Directeur de recherche émérite au CNRS, Michel Magny publie Retour aux communs aux éditions Le Pommier. Il y remonte aux origines des sociétés humaines et explique de quelle façon ces dernières se sont constituées et ont altéré le monde dans lequel elles se sont implantées.
Retour aux communs a quelque chose de vertigineux. Avec érudition, Michel Magny y retrace l’évolution humaine, la formation des sociétés et leurs répercussions sur les écosystèmes. Son format relativement modeste (250 pages) est trompeur en ce sens qu’il ne dit rien de l’acuité du regard de l’auteur. Car ce petit essai a tout d’un indispensable : riche et édifiant quant à nos ancêtres, il poursuit ses honorables ambitions didactiques en se penchant sur l’anthropocène et les deux « communs » qu’il érige en fondamentaux : l’écologique et le social.
Dans un premier temps, Michel Magny synthétise en clerc l’évolution darwinienne. « Notre mobilité s’enracine d’abord dans l’autonomie des premiers Eucaryotes avec leurs cils et leurs flagelles, puis dans les nageoires des poissons du Silurien, et dans les pattes des Tétrapodes du Dévonien. La remarquable symétrie retracée par Leonard de Vinci dans L’Homme de Vitruve est celle esquissée par les premiers bilatériens de l’Édiacarien il y a plus de 500 millions d’années. La similitude de la teneur en sel de notre sang et de l’eau de mer nous renvoie à nos ancêtres aquatiques et à la première niche écologique qui a hébergé la vie avant sa sortie des eaux marines. En définitive, chaque organe, chaque partie de notre corps, chaque fonction de notre organisme est un héritage légué par un ancêtre plus ou moins lointain à de multiples descendants. » Il poursuit sa démonstration en mettant en corrélation l’évolution de la taille de nos cerveaux et la bipédie, le langage, ainsi que la vie en société.
Les réflexions écologiques nourrissent abondamment Retour aux communs. Michel Magny évoque l’érosion de la biodiversité, l’acidification des océans, les aérosols, la perturbation des cycles de l’azote et du phosphore ou encore la pollution d’origine chimique. Au cours d’un argumentaire étayé, il s’appuie sur les rapports Brundtland, Meadows mais surtout Steffen et Rockström. Ces deux derniers scientifiques ont proposé en 2009 une vaste étude sur les limites planétaires, ces seuils au-delà desquels l’humanité se mettrait elle-même, ainsi que son habitat, en danger. Très pédagogue, Michel Magny énonce les neufs paramètres naturels retenus dans le rapport et explique l’urgence de revoir nos modèles pour ne pas aboutir à une situation irrémédiable.
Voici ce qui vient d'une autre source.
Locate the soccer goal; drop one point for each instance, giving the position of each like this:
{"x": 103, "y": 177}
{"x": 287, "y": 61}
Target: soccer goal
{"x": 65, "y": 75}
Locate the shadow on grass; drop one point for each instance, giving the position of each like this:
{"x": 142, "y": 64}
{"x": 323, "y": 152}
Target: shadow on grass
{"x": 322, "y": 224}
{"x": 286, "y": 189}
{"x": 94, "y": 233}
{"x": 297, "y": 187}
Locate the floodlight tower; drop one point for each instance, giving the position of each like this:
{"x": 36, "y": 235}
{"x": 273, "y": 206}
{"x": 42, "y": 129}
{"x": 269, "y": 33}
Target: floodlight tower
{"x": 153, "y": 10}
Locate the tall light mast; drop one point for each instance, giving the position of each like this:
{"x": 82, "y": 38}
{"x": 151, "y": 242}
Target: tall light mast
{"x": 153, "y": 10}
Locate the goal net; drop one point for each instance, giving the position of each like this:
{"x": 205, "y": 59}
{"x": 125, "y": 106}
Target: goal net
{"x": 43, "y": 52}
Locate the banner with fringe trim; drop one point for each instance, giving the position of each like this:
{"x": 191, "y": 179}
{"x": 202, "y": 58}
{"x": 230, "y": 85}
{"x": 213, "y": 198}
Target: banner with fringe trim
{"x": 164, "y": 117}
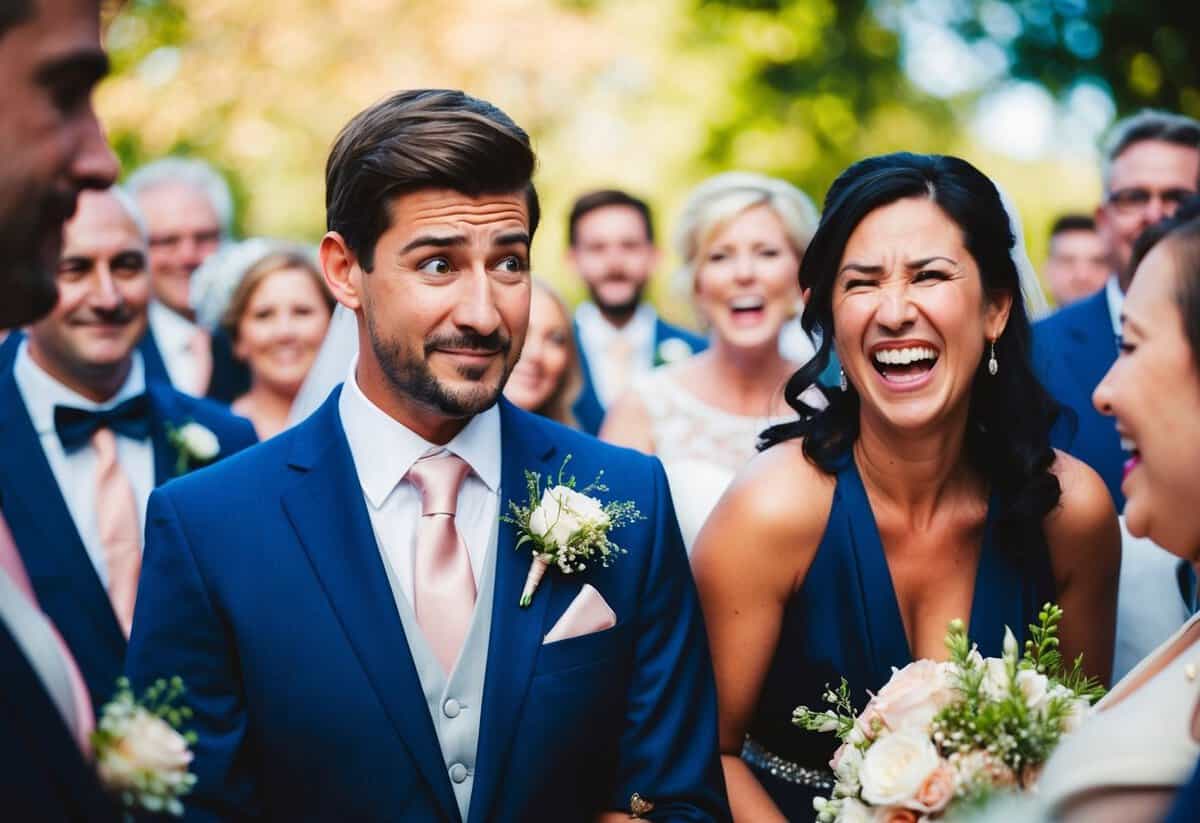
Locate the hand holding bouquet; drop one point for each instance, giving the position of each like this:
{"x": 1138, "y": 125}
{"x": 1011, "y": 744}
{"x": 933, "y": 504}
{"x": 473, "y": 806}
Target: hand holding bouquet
{"x": 947, "y": 734}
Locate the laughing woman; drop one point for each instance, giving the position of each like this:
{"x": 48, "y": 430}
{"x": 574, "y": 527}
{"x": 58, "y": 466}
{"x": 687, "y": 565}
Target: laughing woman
{"x": 925, "y": 491}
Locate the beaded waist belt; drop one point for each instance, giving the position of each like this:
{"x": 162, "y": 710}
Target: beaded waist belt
{"x": 754, "y": 755}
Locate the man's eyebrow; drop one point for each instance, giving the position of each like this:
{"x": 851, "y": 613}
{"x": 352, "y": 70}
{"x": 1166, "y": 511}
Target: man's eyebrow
{"x": 444, "y": 241}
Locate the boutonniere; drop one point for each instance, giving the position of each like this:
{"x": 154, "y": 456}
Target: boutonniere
{"x": 673, "y": 349}
{"x": 195, "y": 445}
{"x": 141, "y": 754}
{"x": 567, "y": 527}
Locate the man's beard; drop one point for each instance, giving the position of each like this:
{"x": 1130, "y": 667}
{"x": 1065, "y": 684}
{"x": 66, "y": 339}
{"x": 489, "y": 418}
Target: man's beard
{"x": 411, "y": 376}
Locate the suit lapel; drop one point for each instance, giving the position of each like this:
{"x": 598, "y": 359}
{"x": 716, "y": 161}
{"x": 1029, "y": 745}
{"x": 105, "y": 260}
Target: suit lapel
{"x": 516, "y": 632}
{"x": 46, "y": 534}
{"x": 329, "y": 515}
{"x": 1093, "y": 347}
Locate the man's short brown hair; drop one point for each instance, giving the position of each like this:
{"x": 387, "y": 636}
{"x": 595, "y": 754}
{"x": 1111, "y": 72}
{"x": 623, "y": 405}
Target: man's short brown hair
{"x": 425, "y": 138}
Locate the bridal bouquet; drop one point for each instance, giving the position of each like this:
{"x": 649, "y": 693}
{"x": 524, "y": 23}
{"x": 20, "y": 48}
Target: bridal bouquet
{"x": 945, "y": 736}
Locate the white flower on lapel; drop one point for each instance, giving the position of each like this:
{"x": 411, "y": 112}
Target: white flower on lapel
{"x": 567, "y": 528}
{"x": 193, "y": 444}
{"x": 673, "y": 349}
{"x": 141, "y": 756}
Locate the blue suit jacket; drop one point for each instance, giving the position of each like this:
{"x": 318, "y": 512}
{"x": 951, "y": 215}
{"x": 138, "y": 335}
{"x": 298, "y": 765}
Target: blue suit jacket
{"x": 1073, "y": 349}
{"x": 588, "y": 410}
{"x": 64, "y": 578}
{"x": 263, "y": 588}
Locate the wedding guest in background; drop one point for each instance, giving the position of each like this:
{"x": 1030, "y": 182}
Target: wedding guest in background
{"x": 1151, "y": 164}
{"x": 741, "y": 239}
{"x": 1078, "y": 263}
{"x": 52, "y": 146}
{"x": 189, "y": 212}
{"x": 925, "y": 491}
{"x": 277, "y": 320}
{"x": 87, "y": 437}
{"x": 547, "y": 378}
{"x": 1127, "y": 760}
{"x": 618, "y": 335}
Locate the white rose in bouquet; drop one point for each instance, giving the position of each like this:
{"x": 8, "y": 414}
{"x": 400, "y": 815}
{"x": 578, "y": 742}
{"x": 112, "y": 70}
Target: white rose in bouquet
{"x": 897, "y": 766}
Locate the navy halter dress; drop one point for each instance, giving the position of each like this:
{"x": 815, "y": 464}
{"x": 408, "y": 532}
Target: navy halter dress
{"x": 845, "y": 622}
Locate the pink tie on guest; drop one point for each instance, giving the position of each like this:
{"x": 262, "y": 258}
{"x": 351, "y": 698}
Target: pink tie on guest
{"x": 199, "y": 347}
{"x": 117, "y": 516}
{"x": 443, "y": 583}
{"x": 10, "y": 563}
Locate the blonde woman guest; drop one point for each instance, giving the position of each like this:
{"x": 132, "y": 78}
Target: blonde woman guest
{"x": 547, "y": 378}
{"x": 741, "y": 236}
{"x": 277, "y": 320}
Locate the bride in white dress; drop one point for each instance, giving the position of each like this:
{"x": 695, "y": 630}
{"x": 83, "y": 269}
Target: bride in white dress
{"x": 742, "y": 238}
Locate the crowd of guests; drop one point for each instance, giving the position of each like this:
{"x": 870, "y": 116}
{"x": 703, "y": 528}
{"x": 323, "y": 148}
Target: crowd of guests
{"x": 867, "y": 434}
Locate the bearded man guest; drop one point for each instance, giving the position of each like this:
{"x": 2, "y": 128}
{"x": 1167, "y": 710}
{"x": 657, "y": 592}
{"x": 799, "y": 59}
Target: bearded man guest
{"x": 365, "y": 548}
{"x": 618, "y": 336}
{"x": 88, "y": 434}
{"x": 52, "y": 148}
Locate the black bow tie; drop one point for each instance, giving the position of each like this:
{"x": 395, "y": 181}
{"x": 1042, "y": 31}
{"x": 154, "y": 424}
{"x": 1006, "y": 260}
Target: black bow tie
{"x": 76, "y": 426}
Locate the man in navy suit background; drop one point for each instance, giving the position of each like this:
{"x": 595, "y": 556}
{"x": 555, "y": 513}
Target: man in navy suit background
{"x": 292, "y": 587}
{"x": 1151, "y": 164}
{"x": 75, "y": 397}
{"x": 612, "y": 250}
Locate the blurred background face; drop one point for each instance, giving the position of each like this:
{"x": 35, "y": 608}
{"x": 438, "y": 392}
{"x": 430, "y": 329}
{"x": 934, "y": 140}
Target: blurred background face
{"x": 103, "y": 293}
{"x": 545, "y": 358}
{"x": 1146, "y": 182}
{"x": 911, "y": 320}
{"x": 1077, "y": 266}
{"x": 282, "y": 329}
{"x": 615, "y": 257}
{"x": 745, "y": 280}
{"x": 185, "y": 229}
{"x": 51, "y": 143}
{"x": 1153, "y": 391}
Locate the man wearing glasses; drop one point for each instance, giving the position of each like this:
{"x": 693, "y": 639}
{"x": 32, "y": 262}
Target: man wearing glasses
{"x": 1151, "y": 164}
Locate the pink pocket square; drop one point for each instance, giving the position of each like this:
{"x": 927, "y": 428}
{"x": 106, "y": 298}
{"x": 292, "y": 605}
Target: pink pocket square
{"x": 587, "y": 614}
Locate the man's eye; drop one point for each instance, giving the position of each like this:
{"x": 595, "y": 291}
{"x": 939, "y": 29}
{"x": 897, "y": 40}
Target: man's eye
{"x": 437, "y": 265}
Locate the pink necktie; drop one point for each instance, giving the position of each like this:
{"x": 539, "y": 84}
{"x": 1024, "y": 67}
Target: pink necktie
{"x": 443, "y": 584}
{"x": 117, "y": 515}
{"x": 199, "y": 346}
{"x": 10, "y": 562}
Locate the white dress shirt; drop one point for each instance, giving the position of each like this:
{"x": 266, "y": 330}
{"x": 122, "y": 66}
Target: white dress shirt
{"x": 384, "y": 449}
{"x": 76, "y": 473}
{"x": 173, "y": 332}
{"x": 1116, "y": 302}
{"x": 595, "y": 337}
L’anthropocène, qui « désigne le fait que les humains apparaissent désormais comme une véritable force géologique, plus puissante que nombre de facteurs ou processus naturels », réside dans une dynamique multifactorielle. Le stockage des biens, le double tournant de 1776 – l’indépendance des États-Unis et la parution de La Richesses des Nations d’Adam Smith –, les révolutions industrielles, l’émergence à partir des années 1980 du néolibéralisme économique, l’urbanisation du monde ont tous contribué, parmi bien d’autres facteurs, à déstabiliser durablement nos écosystèmes. Après ses considérations historico-biologiques, Michel Magny dérive ainsi vers l’économie, la sociologie et l’écologie, dressant un large panorama de l’activité humaine et de ses conséquences environnementales.
À ses yeux, le développement et le maintien de la communauté des vivants sur la planète implique une « révolution copernicienne » : « Prenant le contre-pied de l’idéologie néolibérale, elle s’articule autour d’un projet borné par les limites de notre planète et ayant pour boussole la double préoccupation de maintenir la durabilité des deux communs hors desquels nous perdons à la fois notre essence et notre existence, c’est-à-dire la société qui nous fait humains et la communauté biotique qui nous fait vivants. » Pour en démontrer l’urgence, Michel Magny passe par Darwin, Elinor Ostrom, Hannah Arendt, Jean-Jacques Rousseau et toute une panoplie de scientifiques qu’il serait vain d’énumérer ici. Documenté, impeccablement mis en perspective, Retour aux communs est une somme indispensable mais empreinte d’un souci d’accessibilité, donnant la pleine mesure des grands enjeux écologiques et sociaux de demain en sondant ce qui a présidé, hier, à leur formation.